Question

A survey of $400$ families of a town was conducted to find out how many children are there in a family.
The result of the survey is given below

Number of families	$50$	$68$	$182$	$74$	$26$
Number of children	$0$	$1$	$2$	$3$	$4$

Find the probability that a family has
a) $3$ children
b) $2$ children

Answer 1

Hint: Probability of any event is the ratio of number of favourable outcomes to the number of possible outcomes.

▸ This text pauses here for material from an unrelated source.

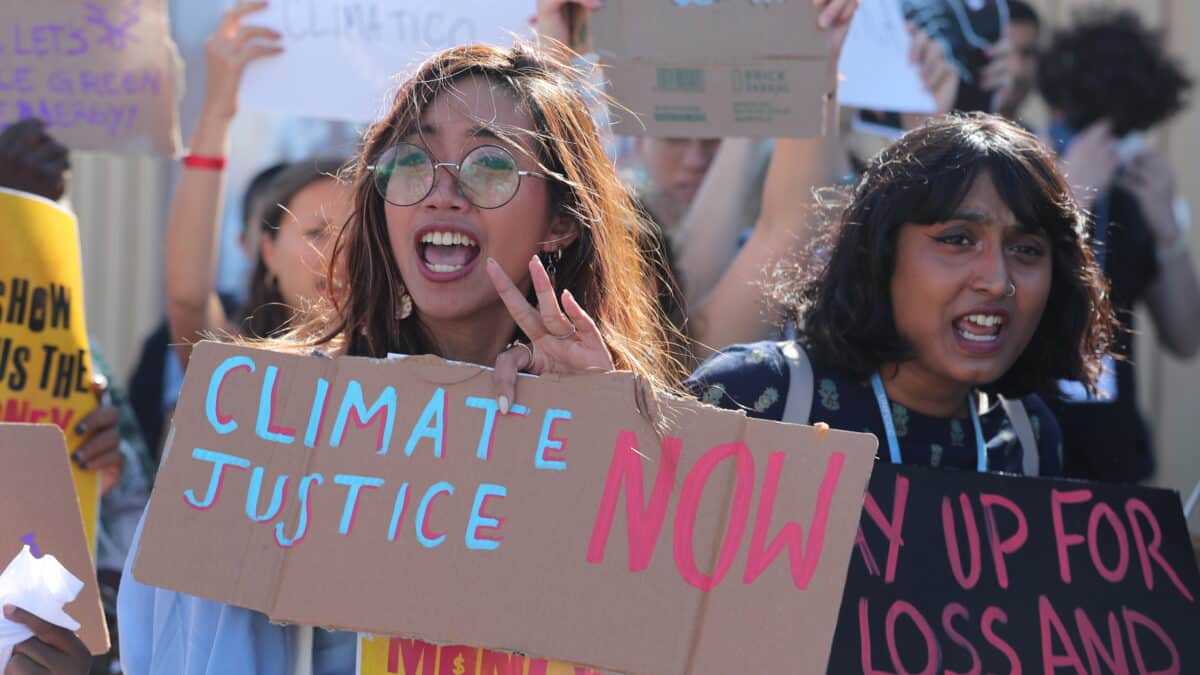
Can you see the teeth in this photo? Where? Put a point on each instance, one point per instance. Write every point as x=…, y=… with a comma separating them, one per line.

Here, we will, in each case, deduce these parameters and get the required probabilities.

Complete step-by-step answer:
Here, Total number of families as given in the problem $ = 400$
$\therefore $ Total number of possible outcomes or sample space , $n\left( S \right) = 400$
(a) Number of families with $3$ children $ = 74$
 $ \Rightarrow \,$Number of favourable outcomes, $n\left( E \right) = 74$
$\therefore $ Probability that a family has $3$ children,
$p(E) = \dfrac{{n\left( E \right)}}{{n\left( S \right)}}$
$ \Rightarrow \,p(E) = \dfrac{{74}}{{400}}$
$ \Rightarrow \,p(E) = \dfrac{{37}}{{200}}\, = \,0.185$
$\therefore $ Probability that a family has $3$ children is $\dfrac{{37}}{{200}}$ .
 (b) Number of families with $2$ children $ = 182$
$ \Rightarrow \,$Number of favourable outcomes, $n\left( E \right) = 182$
$\therefore $ Probability that a family has $2$ children, $p(E) = \dfrac{{n\left( E \right)}}{{n\left( S \right)}}$
$ \Rightarrow \,p(E) = \dfrac{{182}}{{400}}$
$ \Rightarrow \,p(E) = \dfrac{{91}}{{200}}\, = \,0.455$
$\therefore $ Probability that a family has $2$ children is $\dfrac{{91}}{{200}}$ .

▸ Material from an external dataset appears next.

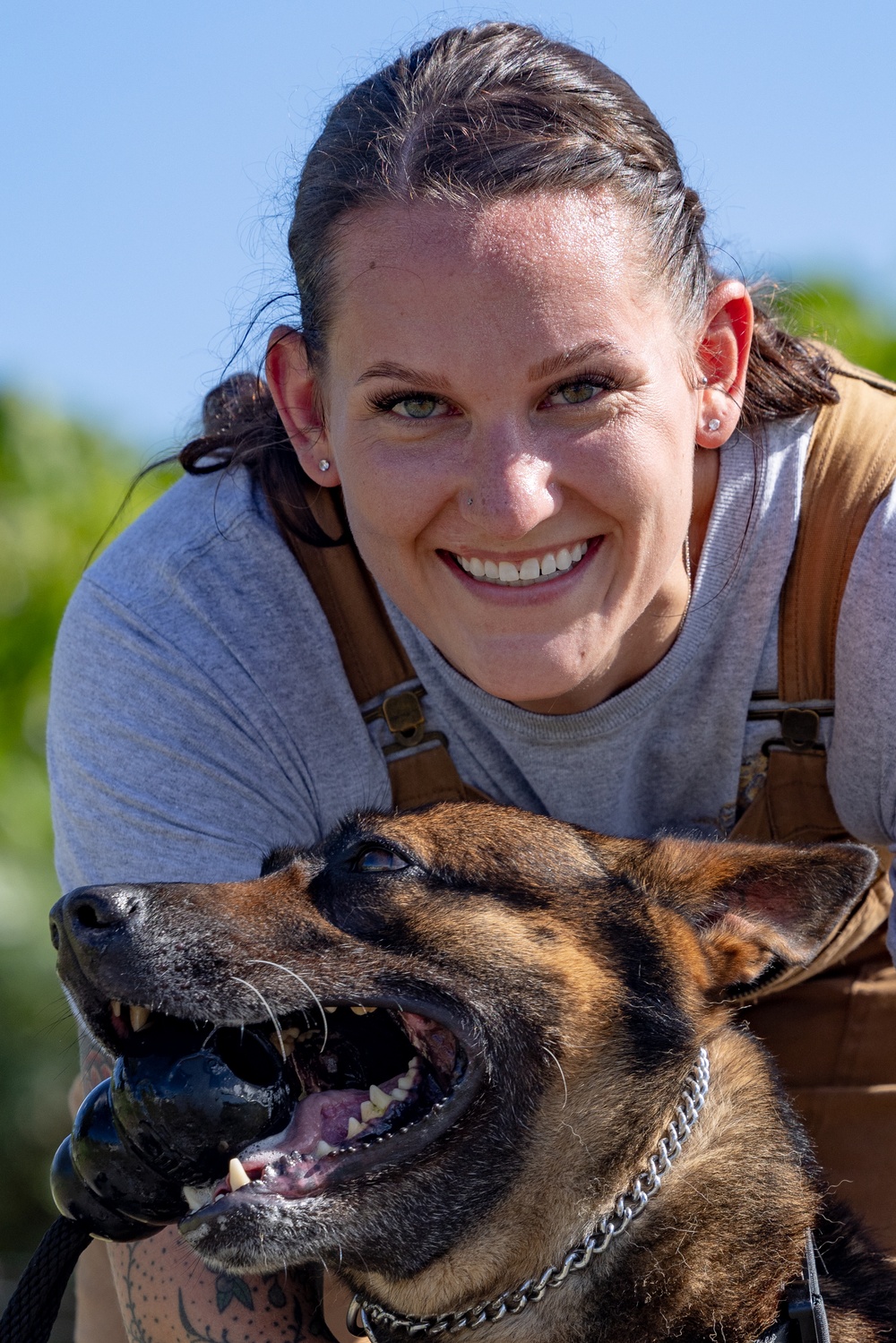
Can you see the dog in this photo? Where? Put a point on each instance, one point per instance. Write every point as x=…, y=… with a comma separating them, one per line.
x=525, y=1100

Note: If we are asked the probability that a family has $5$ or more children, the answer will be $0$.
Also, if we are asked the probability that a family has $3$ or more children, the answer will be $\dfrac{{74 + 26}}{{400}} = \dfrac{{100}}{{400}} = \dfrac{1}{4} = 0.25$ , because the number of favourable events will be the sum of the number of families having $3$ children and the number of families having $4$ children but the sample space will remain the same.